This post dives into the sklearn decision tree building process.
The node_split method within the BestSplitter class is probably the most element implementation that I will say within the whole decision tree module. Not only it entails the implementation of the splitting process, but also demonstrated a myriad of core computer science concepts. Now let’s go through these 200 LOC and enjoy.
In the method documentation string, it is mean to “Find the best split on node samples[start:end]”. Variable samples store all the samples, or each node_split is not necessarily running against the whole samples at every split. During each split, its range will target at the start:end range which will find the rotation later.
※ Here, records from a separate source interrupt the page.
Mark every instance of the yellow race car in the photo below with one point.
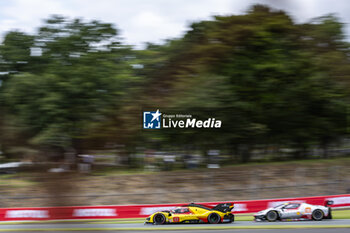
(194, 213)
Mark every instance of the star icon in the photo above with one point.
(156, 115)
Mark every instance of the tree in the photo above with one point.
(80, 77)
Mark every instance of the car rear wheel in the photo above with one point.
(213, 218)
(159, 219)
(272, 216)
(317, 215)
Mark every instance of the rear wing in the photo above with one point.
(224, 207)
(328, 203)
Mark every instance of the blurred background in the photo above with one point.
(73, 88)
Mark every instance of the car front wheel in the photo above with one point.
(159, 219)
(213, 218)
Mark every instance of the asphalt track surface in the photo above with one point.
(336, 226)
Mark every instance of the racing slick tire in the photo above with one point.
(329, 214)
(214, 218)
(159, 219)
(232, 218)
(317, 215)
(272, 216)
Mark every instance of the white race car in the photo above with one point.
(295, 210)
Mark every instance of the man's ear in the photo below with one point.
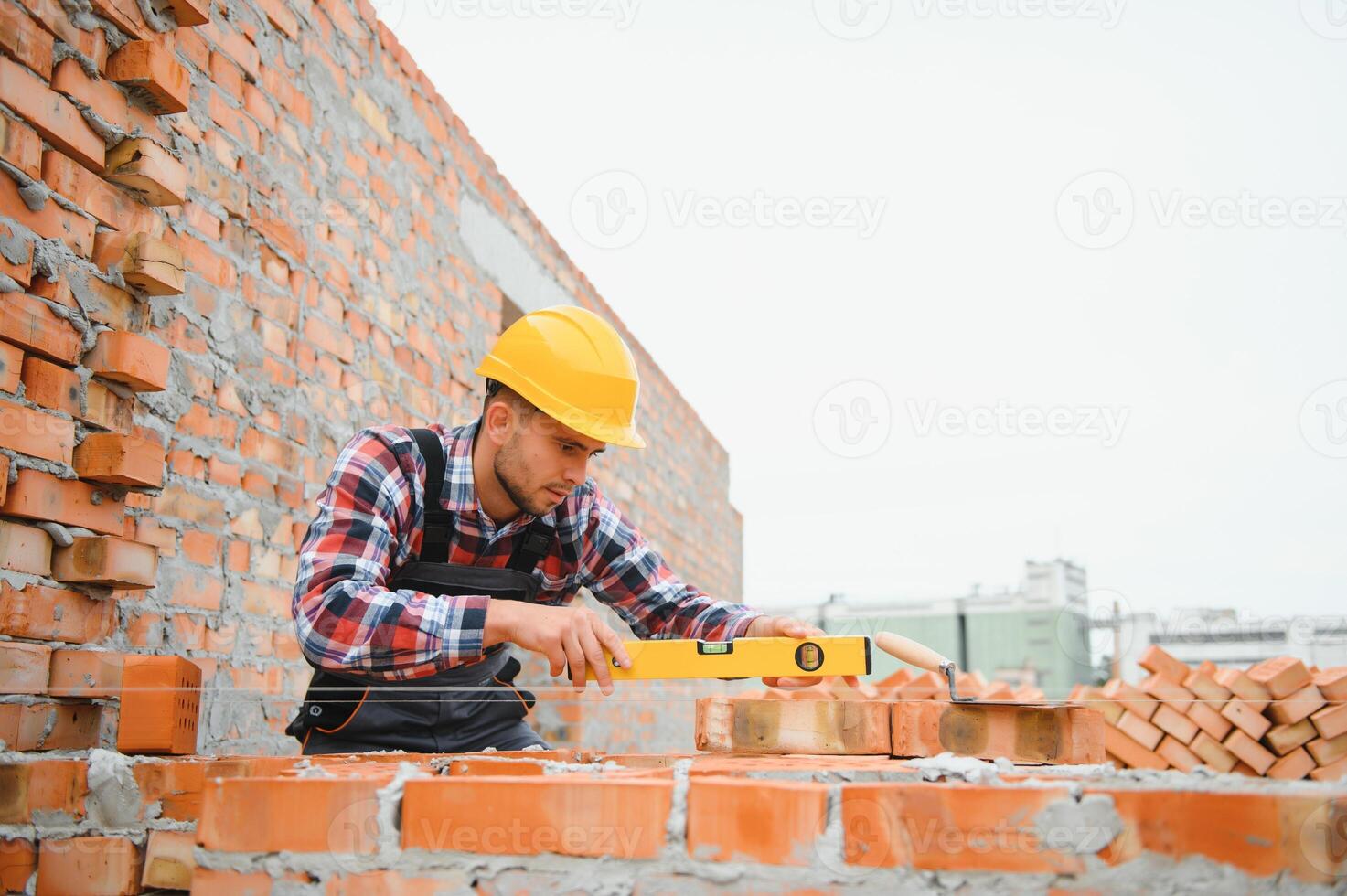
(498, 422)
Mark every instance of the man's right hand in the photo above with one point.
(567, 636)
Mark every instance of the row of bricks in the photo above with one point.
(159, 697)
(914, 825)
(1278, 719)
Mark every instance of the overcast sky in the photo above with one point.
(956, 283)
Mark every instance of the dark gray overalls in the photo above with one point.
(344, 713)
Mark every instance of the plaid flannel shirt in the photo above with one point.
(369, 523)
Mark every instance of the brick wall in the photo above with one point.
(227, 241)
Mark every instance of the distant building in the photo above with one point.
(1227, 637)
(1037, 634)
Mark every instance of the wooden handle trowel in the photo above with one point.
(922, 656)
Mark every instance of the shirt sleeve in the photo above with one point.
(624, 571)
(345, 616)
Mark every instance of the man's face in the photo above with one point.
(541, 461)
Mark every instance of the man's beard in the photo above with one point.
(515, 491)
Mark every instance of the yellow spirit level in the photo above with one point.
(743, 657)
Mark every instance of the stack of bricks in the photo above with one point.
(654, 824)
(1278, 719)
(232, 236)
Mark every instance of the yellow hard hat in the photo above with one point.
(572, 367)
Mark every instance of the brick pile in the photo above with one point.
(1278, 719)
(651, 824)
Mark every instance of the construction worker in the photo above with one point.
(404, 603)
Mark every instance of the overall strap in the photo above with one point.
(438, 522)
(532, 548)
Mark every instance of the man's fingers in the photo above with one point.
(594, 655)
(575, 657)
(609, 639)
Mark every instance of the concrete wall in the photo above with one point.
(327, 248)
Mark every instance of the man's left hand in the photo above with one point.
(786, 627)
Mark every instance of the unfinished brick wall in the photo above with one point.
(230, 239)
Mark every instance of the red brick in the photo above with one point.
(1261, 834)
(85, 673)
(1249, 751)
(942, 827)
(28, 322)
(37, 495)
(1128, 752)
(54, 614)
(111, 205)
(23, 667)
(1178, 755)
(299, 816)
(25, 549)
(1331, 721)
(50, 386)
(526, 816)
(1210, 720)
(1175, 724)
(37, 432)
(17, 862)
(1281, 676)
(1213, 753)
(743, 819)
(148, 170)
(161, 705)
(20, 145)
(22, 39)
(1283, 739)
(107, 409)
(50, 725)
(1159, 662)
(130, 358)
(105, 560)
(1246, 719)
(127, 460)
(1293, 765)
(11, 367)
(88, 867)
(1296, 706)
(48, 784)
(54, 116)
(151, 74)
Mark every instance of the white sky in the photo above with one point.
(968, 124)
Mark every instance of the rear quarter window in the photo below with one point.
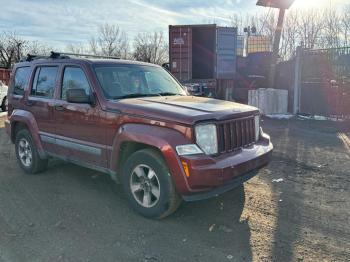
(21, 80)
(44, 81)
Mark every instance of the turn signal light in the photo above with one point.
(186, 169)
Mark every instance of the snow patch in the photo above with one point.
(280, 116)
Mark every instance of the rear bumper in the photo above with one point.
(210, 177)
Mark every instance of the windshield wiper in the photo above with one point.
(134, 96)
(167, 94)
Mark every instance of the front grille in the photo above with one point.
(235, 134)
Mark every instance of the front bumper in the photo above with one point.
(210, 177)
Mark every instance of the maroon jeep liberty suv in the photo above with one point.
(135, 122)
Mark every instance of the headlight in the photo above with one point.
(257, 128)
(185, 150)
(206, 138)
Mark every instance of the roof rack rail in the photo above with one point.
(61, 55)
(84, 55)
(53, 55)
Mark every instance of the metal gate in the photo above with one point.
(325, 82)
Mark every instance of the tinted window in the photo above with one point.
(74, 78)
(21, 80)
(44, 81)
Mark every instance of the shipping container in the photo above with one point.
(5, 75)
(203, 55)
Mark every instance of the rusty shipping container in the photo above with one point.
(204, 54)
(5, 75)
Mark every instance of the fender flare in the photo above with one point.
(162, 138)
(27, 118)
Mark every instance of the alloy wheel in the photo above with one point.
(145, 186)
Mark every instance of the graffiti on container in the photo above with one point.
(179, 41)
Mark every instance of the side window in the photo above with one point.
(21, 80)
(44, 81)
(74, 78)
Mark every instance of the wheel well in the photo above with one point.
(128, 148)
(17, 126)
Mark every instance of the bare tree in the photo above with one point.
(345, 24)
(151, 48)
(77, 48)
(10, 48)
(111, 41)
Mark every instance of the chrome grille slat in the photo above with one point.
(235, 134)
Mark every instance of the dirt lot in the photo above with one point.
(73, 214)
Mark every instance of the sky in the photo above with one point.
(62, 22)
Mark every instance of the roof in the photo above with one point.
(75, 59)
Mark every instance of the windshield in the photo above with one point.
(126, 81)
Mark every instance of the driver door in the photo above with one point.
(80, 133)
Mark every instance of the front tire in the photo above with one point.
(148, 185)
(27, 153)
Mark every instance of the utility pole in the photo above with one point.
(276, 47)
(282, 5)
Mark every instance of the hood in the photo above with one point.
(183, 109)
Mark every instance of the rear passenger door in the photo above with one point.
(80, 132)
(40, 103)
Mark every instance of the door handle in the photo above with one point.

Meanwhile, at each node_split, its inputs include not only the latest impurity process, it also contains a pointer split to the split record, last but not least, for efficiency purpose, the splitters keep track of the number of constant_features so we can speed up the splitting by avoiding constant features, hence the comments below:
# Sample up to max_features without replacement using a
# Fisher-Yates-based algorithm (using the local variables `f_i` and
# `f_j` to compute a permutation of the `features` array).
# Skip the CPU intensive evaluation of the impurity criterion for
# features that were already detected as constant (hence not suitable
# for good splitting) by ancestor nodes and save the information on
# newly discovered constant features to spare computation on descendant
First, let’s look at the outermost loop and its condition:
- f_i > n_total_constants
- n_visited_features < max_features
- n_visited_features <= n_found_constants + n_drawn_constants
condition 1 and (condition 2 or condition 3)
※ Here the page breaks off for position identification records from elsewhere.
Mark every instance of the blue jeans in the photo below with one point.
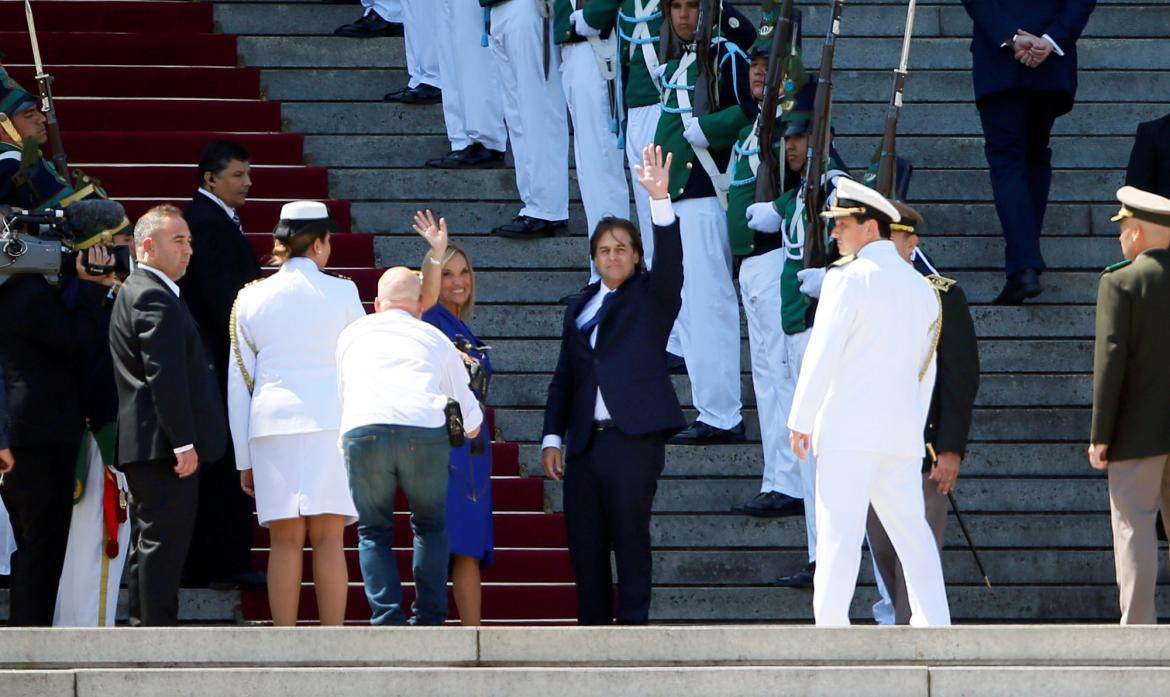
(380, 459)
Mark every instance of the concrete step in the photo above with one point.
(996, 356)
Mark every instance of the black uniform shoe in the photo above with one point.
(1019, 288)
(523, 227)
(472, 157)
(250, 580)
(770, 504)
(367, 26)
(800, 579)
(424, 94)
(703, 434)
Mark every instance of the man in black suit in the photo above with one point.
(45, 340)
(1149, 161)
(1024, 57)
(221, 264)
(611, 395)
(170, 414)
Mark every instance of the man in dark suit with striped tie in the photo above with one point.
(612, 406)
(221, 264)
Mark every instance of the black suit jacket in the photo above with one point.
(166, 385)
(1149, 161)
(996, 21)
(628, 363)
(957, 381)
(45, 343)
(221, 264)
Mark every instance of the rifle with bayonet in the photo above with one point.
(887, 156)
(45, 84)
(775, 88)
(819, 143)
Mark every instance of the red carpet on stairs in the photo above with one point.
(142, 87)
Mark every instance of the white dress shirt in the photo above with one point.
(174, 289)
(661, 214)
(397, 370)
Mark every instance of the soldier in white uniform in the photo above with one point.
(861, 405)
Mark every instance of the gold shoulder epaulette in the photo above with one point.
(1120, 264)
(941, 283)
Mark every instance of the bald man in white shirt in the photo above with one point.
(396, 375)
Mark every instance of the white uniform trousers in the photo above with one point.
(534, 109)
(387, 9)
(847, 483)
(420, 20)
(88, 592)
(600, 166)
(473, 107)
(641, 124)
(709, 319)
(792, 357)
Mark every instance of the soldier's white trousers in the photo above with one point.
(420, 19)
(641, 124)
(387, 9)
(709, 319)
(600, 164)
(534, 109)
(88, 592)
(847, 482)
(473, 105)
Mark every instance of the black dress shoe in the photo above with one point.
(1019, 288)
(770, 504)
(800, 579)
(249, 580)
(424, 94)
(703, 434)
(367, 26)
(524, 227)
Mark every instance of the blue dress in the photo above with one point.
(469, 483)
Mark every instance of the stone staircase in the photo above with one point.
(714, 661)
(1034, 508)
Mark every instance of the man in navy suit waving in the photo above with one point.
(612, 400)
(1024, 57)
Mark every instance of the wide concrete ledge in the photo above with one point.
(234, 646)
(1041, 644)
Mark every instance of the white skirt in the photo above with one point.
(301, 475)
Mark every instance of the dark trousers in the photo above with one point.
(39, 497)
(163, 508)
(607, 495)
(225, 525)
(1016, 129)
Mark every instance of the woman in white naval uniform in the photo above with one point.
(284, 411)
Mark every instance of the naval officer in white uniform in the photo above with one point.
(284, 411)
(860, 406)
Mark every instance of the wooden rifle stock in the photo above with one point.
(819, 143)
(766, 187)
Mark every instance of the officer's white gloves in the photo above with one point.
(763, 218)
(580, 26)
(694, 135)
(811, 281)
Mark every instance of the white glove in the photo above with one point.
(694, 135)
(580, 26)
(811, 281)
(763, 218)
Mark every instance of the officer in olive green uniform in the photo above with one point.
(948, 421)
(708, 326)
(1131, 395)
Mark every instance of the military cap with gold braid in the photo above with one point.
(854, 198)
(1142, 205)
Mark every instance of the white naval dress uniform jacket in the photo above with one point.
(286, 335)
(864, 393)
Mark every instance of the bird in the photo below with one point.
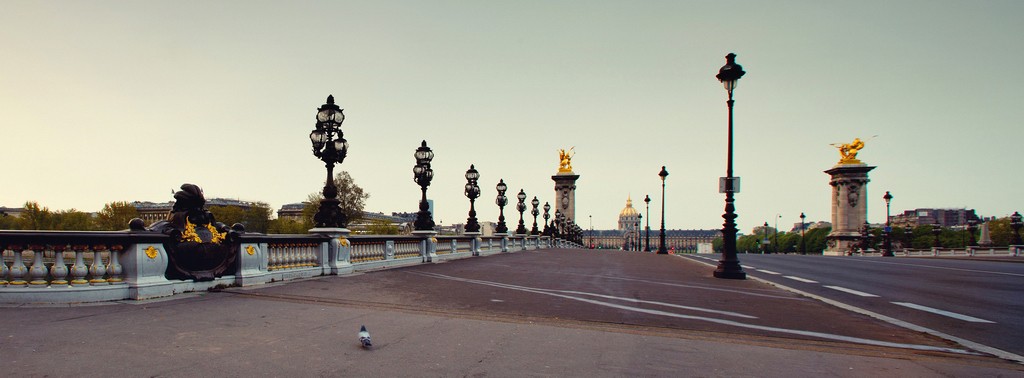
(365, 337)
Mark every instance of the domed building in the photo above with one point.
(629, 224)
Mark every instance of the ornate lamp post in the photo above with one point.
(535, 213)
(521, 206)
(803, 226)
(1015, 223)
(472, 193)
(501, 201)
(660, 245)
(646, 246)
(330, 145)
(728, 266)
(888, 244)
(547, 215)
(422, 174)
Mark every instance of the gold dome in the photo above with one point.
(629, 211)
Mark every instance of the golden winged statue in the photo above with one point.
(848, 152)
(565, 160)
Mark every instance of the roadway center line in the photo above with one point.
(851, 291)
(943, 312)
(800, 279)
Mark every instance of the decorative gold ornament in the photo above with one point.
(565, 160)
(190, 236)
(848, 152)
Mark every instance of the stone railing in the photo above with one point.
(93, 266)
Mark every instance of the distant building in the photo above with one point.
(943, 217)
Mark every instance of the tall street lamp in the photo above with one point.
(1015, 222)
(803, 226)
(472, 193)
(422, 174)
(887, 245)
(660, 245)
(728, 266)
(501, 201)
(330, 145)
(646, 246)
(521, 206)
(535, 213)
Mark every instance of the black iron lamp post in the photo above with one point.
(501, 201)
(728, 266)
(422, 174)
(521, 206)
(660, 245)
(803, 226)
(646, 246)
(535, 213)
(1015, 223)
(547, 215)
(888, 244)
(330, 145)
(472, 193)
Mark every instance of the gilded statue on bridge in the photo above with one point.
(848, 152)
(565, 160)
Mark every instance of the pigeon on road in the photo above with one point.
(365, 337)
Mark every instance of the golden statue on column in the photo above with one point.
(565, 160)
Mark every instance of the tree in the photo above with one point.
(116, 215)
(350, 196)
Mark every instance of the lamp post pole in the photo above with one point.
(646, 247)
(887, 245)
(660, 242)
(728, 266)
(803, 244)
(330, 145)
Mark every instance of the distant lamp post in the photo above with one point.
(660, 242)
(521, 206)
(1015, 222)
(646, 246)
(501, 201)
(422, 174)
(803, 226)
(472, 193)
(728, 266)
(330, 145)
(888, 244)
(535, 213)
(547, 229)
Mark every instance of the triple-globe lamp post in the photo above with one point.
(330, 145)
(728, 266)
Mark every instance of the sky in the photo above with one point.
(118, 100)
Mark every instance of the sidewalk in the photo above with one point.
(423, 325)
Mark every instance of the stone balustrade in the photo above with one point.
(93, 266)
max_features is a an input variable that can be changed by the user, but default to be the total number of features. When float, it will analyze pick a fraction of all the features during the split or hard coded to be a specific number of features.
The implementation takes into account constant variables, and has several flags/counter to keep track in order to improve the performance. However, that might not help the reader so we will assume all the columns are not constant so any counter related to constant will be zero.
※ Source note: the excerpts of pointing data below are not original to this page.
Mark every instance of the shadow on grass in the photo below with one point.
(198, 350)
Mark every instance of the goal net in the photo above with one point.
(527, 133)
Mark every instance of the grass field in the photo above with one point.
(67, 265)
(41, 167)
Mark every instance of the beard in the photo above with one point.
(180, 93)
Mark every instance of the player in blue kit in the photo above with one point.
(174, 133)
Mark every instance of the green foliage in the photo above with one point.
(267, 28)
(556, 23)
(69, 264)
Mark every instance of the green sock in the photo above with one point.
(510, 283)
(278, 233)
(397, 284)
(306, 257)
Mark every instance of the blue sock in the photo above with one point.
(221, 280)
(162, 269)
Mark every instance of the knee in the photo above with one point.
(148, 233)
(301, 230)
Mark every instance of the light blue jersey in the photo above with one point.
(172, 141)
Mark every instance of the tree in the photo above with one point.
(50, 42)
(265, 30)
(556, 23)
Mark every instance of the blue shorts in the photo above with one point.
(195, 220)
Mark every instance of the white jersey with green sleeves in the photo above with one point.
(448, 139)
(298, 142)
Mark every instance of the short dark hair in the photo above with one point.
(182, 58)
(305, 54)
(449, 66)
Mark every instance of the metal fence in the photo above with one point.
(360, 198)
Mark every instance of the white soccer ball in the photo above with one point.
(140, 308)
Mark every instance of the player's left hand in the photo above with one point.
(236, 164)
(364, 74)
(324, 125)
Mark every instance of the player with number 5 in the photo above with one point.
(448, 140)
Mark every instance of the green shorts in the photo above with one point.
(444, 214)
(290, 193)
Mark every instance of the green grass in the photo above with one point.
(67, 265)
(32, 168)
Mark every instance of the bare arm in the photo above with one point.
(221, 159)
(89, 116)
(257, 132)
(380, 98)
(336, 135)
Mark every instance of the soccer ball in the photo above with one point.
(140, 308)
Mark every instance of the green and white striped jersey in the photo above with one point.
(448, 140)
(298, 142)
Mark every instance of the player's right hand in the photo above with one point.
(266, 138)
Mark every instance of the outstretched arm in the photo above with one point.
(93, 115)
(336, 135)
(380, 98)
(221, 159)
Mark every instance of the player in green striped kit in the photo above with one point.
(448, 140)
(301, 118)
In that case, the while loop condition will be (f_i > 0 and n_visited_features < max).
n_visited_features is initialized to be zero and increases by 1 at each loop.
f_i was initialized to be n_features outside the loop, and at each loop f_j is randomly drawn from (n_drawn_constant, f_i – n_found_constants) ~ (0, f_i) when there is no constants. Of course, if we do have constants, f_j is meant to randomly select a feature that is not drawn nor not found constant.
When you draw the feature, the code checks what kind of feature this is, and update the related counter accordingly.
For example, as it is random sample without replacement, if it has been drawn, then it should not be drawn again, hence, f_j has to a random integer greater than the n_drawn_constants. f_j > n_drawn_constant.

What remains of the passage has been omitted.